Big Data Processing using Apache Spark

This repository houses a set of exercises completed as part of a university course on Big Data processing, leveraging Apache Spark, a robust unified analytics engine for large-scale data processing. The exercises encompass various data operations, including DataFrame and RDD transformations, Spark SQL queries, and graph processing.

Project Overview

Exercise 1: A simple Spark job illustrating how to read data, execute basic transformations, and write data.
Exercise 2: A Spark job that ingests a dataset of airline tweets, analyzing the text of tweets to find the most commonly used words within each sentiment category. It also identifies the primary cause of complaints per airline.
Exercise 3: A Spark job that loads a dataset of movies and carries out operations such as grouping by genre, counting movies per year, and identifying words with specific occurrences in movie titles.
Exercise 4: A Spark job that reads a dataset of web links and performs graph processing to identify vertices with the most incoming and outgoing edges. It also computes the average degree of vertices and counts those with degrees surpassing the average.

Development Environment

This project was developed using IntelliJ IDEA, a popular Integrated Development Environment (IDE) for Scala and Java development.

The following are the specifics of the development environment:

IDE: IntelliJ IDEA
Language Level: JDK default (8 - Lambdas, type annotations etc.)
SDK: Azul-1.8 (Azul Zulu version 1.8.0_372)
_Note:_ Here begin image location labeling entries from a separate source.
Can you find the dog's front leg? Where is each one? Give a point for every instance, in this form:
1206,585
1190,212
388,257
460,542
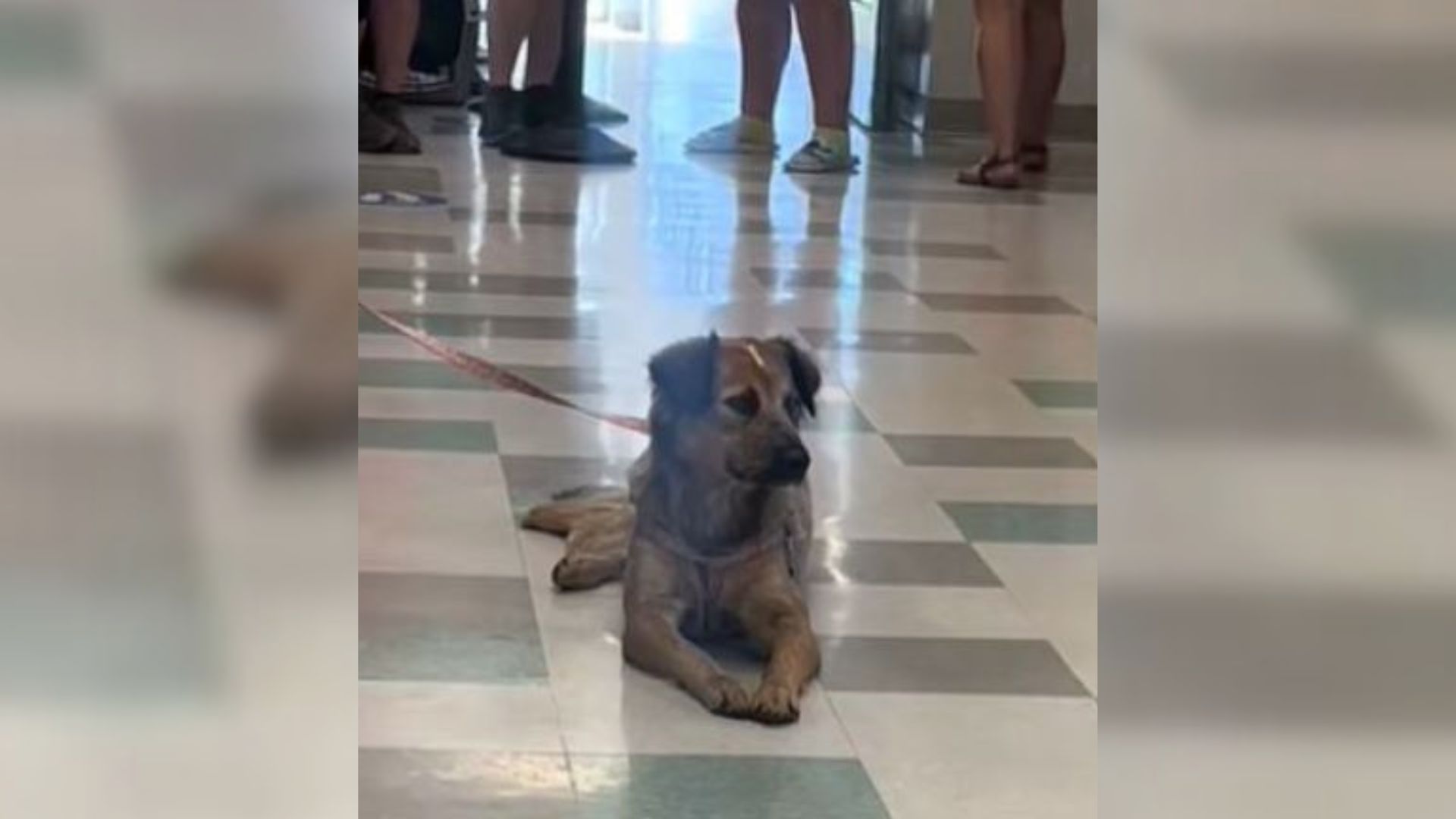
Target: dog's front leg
780,623
654,645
These settings were selected to ensure compatibility and performance. Please ensure your environment meets these requirements if you wish to clone or download and run this project.

Azul Zulu is a certified build of OpenJDK and complies with the Java SE standard for Java 8, 11, and 13. It is the result of rigorous testing and is compliant with all the test suites that Oracle and the OpenJDK community use to test and verify the JDK builds. In this project, Ι have used Azul Zulu version 1.8.0_372.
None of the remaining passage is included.